商品が価格をもっているのは、その商品にそれだけのねうちがあるからで、価格とはこの商品のねうちをあらわしたものである。このねうちが価値である。

 価格は価値をあらわしたものであるが、量的にいつでもぴたりと価値の大きさそのままをあらわしているとはかぎらない。価値を中心にしながらも、需要と供給、すなわち買い手と売り手の力関係が変化するのにおうじて、市場での価格の大きさが変動するからである。需要のほうが多ければ。市場価格は価値よりも高く決まり、供給のほうが多ければ、市場価格は価値よりも下がる。

 この商品のねうち=価値の中身は何であろうか。これが経済学の出発点において、いちばん大切な問題である。常識の世界では、ある商品のねだんがほかよものよりも高いとすれば、それはその商品がうまいから、美しいから、丈夫だなら、等々、つまり使用価値が大きいからだろう、くらいに考えている。ところが本当はこの常識的な考えはまちがいなのである。

 たしかに、人は、ある物の使用価値が他の物よりも大きく、したがってわれわれの欲望を、満たす度合い(効用)が大きくなければ、高いねだんを払いはしない。その意味で使用価値は商品が価値をもつための前提となっている。けれども商品の価値じしんは、使用価値とは全然べつものなのである。そのことは、つぎの二、三の例を考えてみれば、わかる。

 もしマッチがなかったら、火をつけるとき、ずいぶん苦労する。

マッチの使用価値は大きいのに、価値のほうはべらぼうに小さい。

 つぎの例。技術がすすみ、生産力が発達すると、商品のねだんが安くなる。

テレビ一台の価値は小さくなった。ところが、使用価値のほうは品質改良、性能向上でかえって大きくなった。価値と商品価値とは、逆にうごいている。

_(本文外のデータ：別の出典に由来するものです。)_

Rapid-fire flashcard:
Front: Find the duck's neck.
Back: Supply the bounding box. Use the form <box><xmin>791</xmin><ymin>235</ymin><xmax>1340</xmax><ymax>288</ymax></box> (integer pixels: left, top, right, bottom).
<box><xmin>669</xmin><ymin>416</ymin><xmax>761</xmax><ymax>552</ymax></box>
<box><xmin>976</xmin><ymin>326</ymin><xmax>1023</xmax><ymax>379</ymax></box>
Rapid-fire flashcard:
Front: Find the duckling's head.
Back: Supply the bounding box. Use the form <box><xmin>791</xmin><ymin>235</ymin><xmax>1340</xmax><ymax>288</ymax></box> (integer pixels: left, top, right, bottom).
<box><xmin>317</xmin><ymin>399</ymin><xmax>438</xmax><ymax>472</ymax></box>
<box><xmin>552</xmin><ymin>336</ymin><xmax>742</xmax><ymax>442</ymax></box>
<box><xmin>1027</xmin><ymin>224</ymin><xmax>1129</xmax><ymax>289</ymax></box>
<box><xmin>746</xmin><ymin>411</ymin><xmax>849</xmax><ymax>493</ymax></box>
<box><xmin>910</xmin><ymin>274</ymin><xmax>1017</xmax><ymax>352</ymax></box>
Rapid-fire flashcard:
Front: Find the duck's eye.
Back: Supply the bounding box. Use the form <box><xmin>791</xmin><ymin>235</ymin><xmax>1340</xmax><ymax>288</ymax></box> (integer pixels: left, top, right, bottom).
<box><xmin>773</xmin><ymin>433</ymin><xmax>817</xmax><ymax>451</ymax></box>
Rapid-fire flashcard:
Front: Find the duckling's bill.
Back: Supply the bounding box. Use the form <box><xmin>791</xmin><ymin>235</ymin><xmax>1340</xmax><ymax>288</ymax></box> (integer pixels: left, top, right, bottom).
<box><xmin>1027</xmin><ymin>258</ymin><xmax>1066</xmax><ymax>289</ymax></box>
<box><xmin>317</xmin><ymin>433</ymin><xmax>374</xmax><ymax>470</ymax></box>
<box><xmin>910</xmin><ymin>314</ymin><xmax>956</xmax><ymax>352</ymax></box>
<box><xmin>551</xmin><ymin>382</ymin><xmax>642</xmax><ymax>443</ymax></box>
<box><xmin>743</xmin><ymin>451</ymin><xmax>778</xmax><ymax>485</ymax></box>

 もう一つの例。価格というのは、数字だから、どんな商品でも、種類のいかんをとわず、たがいに価格を比較し、価値の大きさをくらべることができる。100グラムあたり、サンマ100円、タイ500円といえば、タイの価値はサンマの五倍とキッチリ計算できる。ところが、使用価値およびそれにもとづく効用のほうはそうはゆかない。いったい、タイはサンマよりも五倍うまいなんてことがいえるだろうか。

まして品種のかけはなれた商品になると、てんで比較できない。

人によって、また同じ人でも時と場合によって、必要とする使用価値がちがってくるだろう。だから、もし使用価値や効用の大きさで、さまじまの商品をねぶみするとなると、とても社会全体の一致した客観的な秤量など、できるはずがない。

 ところが、そんな各人の主観的なねぶみはおかまいなしに、市場では商品は一定の客観的な価値をもっている。このことは、価値が、使用価値や効用とちがったべつの原理で決まるものだということを示しているわけである。

 経済学は、人間の労働こそが価値の中身だということを発見した。人間の労働の凝りかたまったもの、労働の結晶体、それが商品の価値なのである。

 価値の実体が労働であることはつぎのようにして証明される。――二つの商品がひとしい物として交換されるのは、この二つの商品が、どちらも、なにか共通の物をひとしい分量だけふくんでいるからである。ではこの共通物とはなんであろうか?それは使用価値ではない。なぜなら使用価値という点では二つの商品はまったくちがった物だからである(ちがった物でなけれはわそもそも交換が生じない)。そこで二つの物から使用価値をとりのぞいてみよう。すると、両方の物に共通性として残るのは、どちらも労働の生産物だということ、人間の労働の結晶であるということだけである。商品に対象化されている人間の労働、これこそが価値の実体なのである。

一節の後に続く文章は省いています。